Environmental Genomics and Systems Biology Division, Lawrence Berkeley National Laboratory, Berkeley, CA, USA.
Joint Genome Institute, Lawrence Berkeley National Laboratory, Berkeley, CA, USA.
Nature. 2018 May;557(7706):503-509. doi: 10.1038/s41586-018-0124-0. Epub 2018 May 16.
One-third of all protein-coding genes from bacterial genomes cannot be annotated with a function. Here, to investigate the functions of these genes, we present genome-wide mutant fitness data from 32 diverse bacteria across dozens of growth conditions. We identified mutant phenotypes for 11,779 protein-coding genes that had not been annotated with a specific function. Many genes could be associated with a specific condition because the gene affected fitness only in that condition, or with another gene in the same bacterium because they had similar mutant phenotypes. Of the poorly annotated genes, 2,316 had associations that have high confidence because they are conserved in other bacteria. By combining these conserved associations with comparative genomics, we identified putative DNA repair proteins; in addition, we propose specific functions for poorly annotated enzymes and transporters and for uncharacterized protein families. Our study demonstrates the scalability of microbial genetics and its utility for improving gene annotations.
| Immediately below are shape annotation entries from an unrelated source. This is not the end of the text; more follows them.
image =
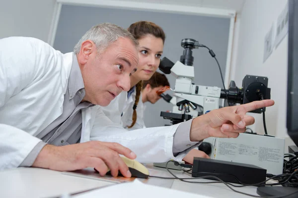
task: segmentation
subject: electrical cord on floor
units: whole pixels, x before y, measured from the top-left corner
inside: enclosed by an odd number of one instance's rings
[[[231,190],[232,191],[236,192],[236,193],[238,193],[241,194],[243,194],[243,195],[247,195],[248,196],[250,196],[250,197],[254,197],[254,198],[284,198],[284,197],[287,197],[288,196],[290,196],[292,195],[294,195],[296,193],[298,193],[298,190],[297,190],[297,191],[296,191],[295,192],[292,193],[291,194],[289,194],[288,195],[283,195],[283,196],[255,196],[253,195],[251,195],[251,194],[249,194],[247,193],[243,193],[241,192],[240,191],[236,191],[235,189],[233,189],[231,186],[232,186],[233,187],[246,187],[246,186],[276,186],[276,185],[280,185],[281,184],[287,184],[288,182],[289,182],[289,181],[290,180],[290,179],[294,176],[296,176],[295,175],[298,172],[298,169],[296,170],[295,171],[294,171],[293,173],[292,174],[280,174],[280,175],[275,175],[273,177],[272,177],[268,179],[267,179],[266,180],[264,181],[264,182],[260,182],[259,183],[257,184],[241,184],[241,185],[235,185],[234,184],[231,184],[229,182],[224,182],[224,181],[223,181],[222,179],[221,179],[220,178],[213,176],[213,175],[209,175],[209,176],[202,176],[202,177],[196,177],[196,178],[179,178],[177,177],[174,173],[173,173],[172,172],[172,171],[171,171],[169,168],[168,167],[168,164],[170,162],[173,162],[174,164],[176,164],[177,163],[178,163],[178,165],[181,165],[179,164],[179,162],[176,162],[175,161],[173,161],[173,160],[170,160],[168,161],[166,164],[165,166],[165,168],[166,168],[167,170],[168,171],[168,172],[173,176],[173,177],[174,177],[174,178],[171,178],[171,177],[158,177],[158,176],[149,176],[150,177],[154,177],[154,178],[161,178],[161,179],[178,179],[182,182],[187,182],[187,183],[197,183],[197,184],[212,184],[212,183],[222,183],[224,184],[225,186],[226,186],[228,188],[229,188],[230,190]],[[184,165],[184,164],[183,164]],[[188,170],[189,171],[189,170]],[[198,173],[202,173],[202,172],[198,172]],[[221,175],[221,174],[219,174],[219,175]],[[288,179],[287,180],[286,180],[285,181],[283,181],[283,182],[281,183],[276,183],[276,184],[266,184],[266,182],[271,179],[274,179],[275,178],[278,177],[281,177],[282,176],[288,176]],[[233,176],[235,178],[237,178],[236,177]],[[195,182],[195,181],[186,181],[186,180],[193,180],[193,179],[212,179],[213,180],[217,180],[218,182]],[[239,180],[238,179],[237,179],[238,180],[238,181],[239,181]],[[239,181],[240,182],[240,181]],[[243,184],[243,183],[242,183]]]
三分之一的细菌基因组中的蛋白质编码基因无法被注释为具有特定功能。在这里,为了研究这些基因的功能,我们提供了来自 32 种不同细菌的全基因组突变体适应度数据,涵盖了数十种生长条件。我们确定了 11779 个未被注释为特定功能的蛋白质编码基因的突变表型。许多基因可以与特定条件相关联,因为这些基因仅在该条件下影响适应度,或者与同一细菌中的另一个基因相关联,因为它们具有相似的突变表型。在这些注释较差的基因中,有 2316 个关联具有较高的置信度,因为它们在其他细菌中是保守的。通过将这些保守的关联与比较基因组学相结合,我们鉴定了可能的 DNA 修复蛋白;此外,我们还为注释较差的酶和转运蛋白以及未表征的蛋白质家族提出了特定的功能。我们的研究表明,微生物遗传学具有可扩展性,并且可用于改善基因注释。